Был праздничный день середины мая. По главной улице областного города под зацветающими акациями двигалась вниз и вверх, куда хватал глаз, непролазная толпа. Все молодые, юношеские, полудетские лица. Легонькие платьица, стриженые волосы, непокрытые кудри, раскрытые воротники, — смех, толчея у оконных выставок, теснота на скамейках под деревьями, свистки милиционеров, звонки трамваев, и всюду, где тесно, — вихрастые, большеголовые беспризорные мальчишки, как черти вымазанные сажей.
Южное солнце заливало предвечерним зноем улицу и толпу. Город гудел и шумел, как облепленный мухами чан с бродящим вином.
На балконе ресторана, над улицей, окончив обед, сидели двое. Один молчал, облокотясь о балюстраду; его лицо было заслонено лапчатым листом пальмы. Другой разговаривал, — это был круглолицый и жаркоглазый казак с длинным шрамом от сабельного удара на обритой голове.
— Что делается, что делается! — говорил он, глядя вниз. — Народу девать некуда. И все ведь идут рука в руку, в глазах — месяц май. Девчонкам по четырнадцати лет, женских признаков никаких, а уже готова: хоть пчелы по ней ползай… Наш город по этой части первый в Союзе. Не то что культотдел — постовые милиционеры за голову хватаются. Ну, и весна… А поглядеть бы вам, что тут делалось семь лет назад… И немцы побывали, и англичане, и французы. Перевороты, восстания, уличные бои, эвакуации. Видите — на углу телеграфный столб? На нем четыре моих друга на ветру качались. То здесь второй Питер: гуляют генералы, дамы в соболях, тонные юнкера, в кофейнях — бритые морды спекулянтов. А то — тра-та-та-та, пулеметы, и оттуда — сверху — красная кавалерия, — искры из-под копыт…
— Ишь ты! — он перегнулся через балюстраду. — Ну, прямо-таки идут и целуются… Молодость, молодость… Одно в ней плохо — память у ней коротка, помнить ничего не хотят… Гляди, как затрясла кудрями, хохочет… И причина смеха, наверное, самая пустая… А сказать ей: смеешься, касатка, а мы кровью истекали, мы не смеялись… Ей-то что… Вот она, жизнь.
Он постучал по пустой бутылке. Принесли холодного пива. Он жадно выпил полный стакан. Закурил. Изломал, искрошил спичку.

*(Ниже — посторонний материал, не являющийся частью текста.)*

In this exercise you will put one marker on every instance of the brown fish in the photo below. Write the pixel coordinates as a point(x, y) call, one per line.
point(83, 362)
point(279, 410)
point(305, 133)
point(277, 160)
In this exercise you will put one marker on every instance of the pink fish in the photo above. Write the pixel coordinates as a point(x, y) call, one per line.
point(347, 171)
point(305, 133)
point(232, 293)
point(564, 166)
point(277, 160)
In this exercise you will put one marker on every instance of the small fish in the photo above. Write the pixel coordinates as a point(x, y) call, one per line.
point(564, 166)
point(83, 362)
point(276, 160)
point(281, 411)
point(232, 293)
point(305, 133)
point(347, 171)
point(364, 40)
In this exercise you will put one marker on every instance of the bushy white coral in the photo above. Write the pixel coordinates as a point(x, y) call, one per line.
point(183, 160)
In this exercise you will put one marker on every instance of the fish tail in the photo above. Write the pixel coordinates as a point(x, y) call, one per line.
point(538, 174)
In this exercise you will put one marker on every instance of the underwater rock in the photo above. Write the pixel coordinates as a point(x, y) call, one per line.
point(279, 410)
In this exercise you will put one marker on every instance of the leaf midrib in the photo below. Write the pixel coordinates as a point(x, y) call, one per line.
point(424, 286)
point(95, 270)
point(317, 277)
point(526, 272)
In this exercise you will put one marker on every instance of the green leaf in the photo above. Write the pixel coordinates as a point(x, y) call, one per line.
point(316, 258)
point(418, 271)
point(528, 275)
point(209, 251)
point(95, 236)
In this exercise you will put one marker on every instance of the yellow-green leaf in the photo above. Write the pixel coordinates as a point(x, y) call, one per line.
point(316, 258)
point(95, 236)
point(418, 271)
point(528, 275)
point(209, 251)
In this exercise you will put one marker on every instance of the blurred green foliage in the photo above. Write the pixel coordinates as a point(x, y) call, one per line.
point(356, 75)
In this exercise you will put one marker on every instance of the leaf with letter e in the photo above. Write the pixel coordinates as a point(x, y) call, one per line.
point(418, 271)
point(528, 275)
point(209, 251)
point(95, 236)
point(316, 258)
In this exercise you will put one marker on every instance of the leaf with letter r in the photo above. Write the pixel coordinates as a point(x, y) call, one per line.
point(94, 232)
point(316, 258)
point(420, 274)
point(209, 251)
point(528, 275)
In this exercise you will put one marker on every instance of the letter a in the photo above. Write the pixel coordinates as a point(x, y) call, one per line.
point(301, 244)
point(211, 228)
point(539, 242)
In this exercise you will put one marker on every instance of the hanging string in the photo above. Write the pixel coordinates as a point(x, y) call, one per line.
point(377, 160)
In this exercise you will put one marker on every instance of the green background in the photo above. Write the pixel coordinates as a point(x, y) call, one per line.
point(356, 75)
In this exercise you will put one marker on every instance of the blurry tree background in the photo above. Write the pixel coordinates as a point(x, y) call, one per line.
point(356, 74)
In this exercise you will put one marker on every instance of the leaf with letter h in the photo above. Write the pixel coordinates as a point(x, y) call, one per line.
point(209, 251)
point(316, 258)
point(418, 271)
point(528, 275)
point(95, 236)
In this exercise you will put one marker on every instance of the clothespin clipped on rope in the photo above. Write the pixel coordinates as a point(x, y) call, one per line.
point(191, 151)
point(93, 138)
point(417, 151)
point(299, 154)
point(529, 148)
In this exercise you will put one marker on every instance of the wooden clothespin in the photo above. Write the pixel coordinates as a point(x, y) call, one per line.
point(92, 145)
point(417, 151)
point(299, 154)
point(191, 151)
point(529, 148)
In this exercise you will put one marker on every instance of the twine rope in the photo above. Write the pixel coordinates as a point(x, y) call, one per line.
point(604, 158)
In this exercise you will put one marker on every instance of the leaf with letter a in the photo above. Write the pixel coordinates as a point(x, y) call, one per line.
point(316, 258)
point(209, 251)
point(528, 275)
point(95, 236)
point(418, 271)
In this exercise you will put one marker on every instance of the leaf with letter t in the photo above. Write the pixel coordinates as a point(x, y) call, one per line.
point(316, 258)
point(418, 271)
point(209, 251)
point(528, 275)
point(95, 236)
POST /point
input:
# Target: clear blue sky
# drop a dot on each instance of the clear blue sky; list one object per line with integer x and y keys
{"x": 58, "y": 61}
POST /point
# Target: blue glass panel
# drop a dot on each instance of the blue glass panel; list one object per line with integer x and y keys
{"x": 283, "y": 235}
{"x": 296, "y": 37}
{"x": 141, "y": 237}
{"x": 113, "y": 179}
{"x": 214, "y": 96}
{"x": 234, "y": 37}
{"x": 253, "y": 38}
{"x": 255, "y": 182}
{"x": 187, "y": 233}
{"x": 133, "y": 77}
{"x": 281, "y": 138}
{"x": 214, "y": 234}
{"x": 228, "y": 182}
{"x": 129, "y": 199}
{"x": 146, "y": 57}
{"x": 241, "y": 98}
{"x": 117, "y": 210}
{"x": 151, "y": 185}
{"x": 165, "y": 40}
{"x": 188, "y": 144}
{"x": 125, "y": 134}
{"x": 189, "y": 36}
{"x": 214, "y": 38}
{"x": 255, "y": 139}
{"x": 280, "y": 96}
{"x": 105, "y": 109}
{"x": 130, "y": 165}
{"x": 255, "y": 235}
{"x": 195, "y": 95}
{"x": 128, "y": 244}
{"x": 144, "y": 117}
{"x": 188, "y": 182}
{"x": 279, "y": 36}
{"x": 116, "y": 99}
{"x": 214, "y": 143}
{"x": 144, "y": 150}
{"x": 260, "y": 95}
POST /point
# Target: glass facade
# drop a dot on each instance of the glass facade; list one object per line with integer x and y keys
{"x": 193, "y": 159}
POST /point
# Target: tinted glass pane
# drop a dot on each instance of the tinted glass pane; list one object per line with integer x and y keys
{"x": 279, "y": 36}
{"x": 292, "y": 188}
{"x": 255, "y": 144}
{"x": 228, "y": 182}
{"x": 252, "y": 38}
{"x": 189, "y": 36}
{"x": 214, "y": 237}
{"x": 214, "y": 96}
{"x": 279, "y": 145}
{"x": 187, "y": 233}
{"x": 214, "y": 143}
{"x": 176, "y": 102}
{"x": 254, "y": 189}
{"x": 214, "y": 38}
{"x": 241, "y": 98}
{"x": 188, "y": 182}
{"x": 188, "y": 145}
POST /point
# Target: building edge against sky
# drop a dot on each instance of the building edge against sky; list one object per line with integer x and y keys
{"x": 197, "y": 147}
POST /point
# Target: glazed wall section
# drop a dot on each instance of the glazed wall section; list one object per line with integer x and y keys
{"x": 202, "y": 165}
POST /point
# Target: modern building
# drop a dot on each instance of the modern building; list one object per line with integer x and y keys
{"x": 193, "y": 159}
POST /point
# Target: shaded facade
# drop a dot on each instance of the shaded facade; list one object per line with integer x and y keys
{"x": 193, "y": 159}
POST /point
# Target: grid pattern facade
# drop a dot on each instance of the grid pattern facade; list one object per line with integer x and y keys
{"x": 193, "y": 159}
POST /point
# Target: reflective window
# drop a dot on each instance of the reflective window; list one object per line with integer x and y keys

— Легко сказать — хозяйственный фронт… Им легко гулять в тоненьких чулочках. Через неделю — акация зацветет, — вот-то будет весело… А тем, кто семь лет с коня не слезал, много сложнее. Поверите, иногда сижу так, гляжу, — и проступают сквозь толпу на асфальте лужи крови. Дурак тот, кто скажет, что ее дождем смыло. У обезьян памяти нет, так они и кушают друг у друга дерьмо из-под хвоста. Нет… Под каждым этим окошком, — он указал коротким крепким пальцем на витрины универсального магазина, — под каждым зарыт герой. Чудно, а так пришлось. Мне бы в девятнадцатом году сказали, чтобы я вышел в цепь под деникинские пулеметы за лозунг «снижение цен на трикотаж»… Тут же бы этого лозунгщика уложил, дыхнуть не дал… Головой под облака ходили… Вы мне не возражайте, все возражения знаю. И сам скажу еще: революция — это все равно как заряд энергии, вбитый в народ… Не растрата, но именно — биллион киловатт… И теперь она раскручивается… Костры, зарева потухли, горят шестнадцатисвечовые лампочки… Все правильно, все в порядке… Вешай, боец, шашку на гвоздь… А почему все-таки горечь? Почему жарко, когда вспомнишь былое? Вот я крикну вниз: «Братишки, кто из вас станет за двадцать шагов, я буду стрелять?..»…Не об заклад, а так, на геройство… (Закинув круглое лицо, надув шею, он засмеялся весело.) А мы, случалось, стаивали… Уж, конечно, не из-за того, что жизнь не дорога: жизнь нам тогда, может, еще дороже казалась, — а дороже жизни картинно стать: стреляй, не моргну… Ну, и спирт тут, само собой, имел действие…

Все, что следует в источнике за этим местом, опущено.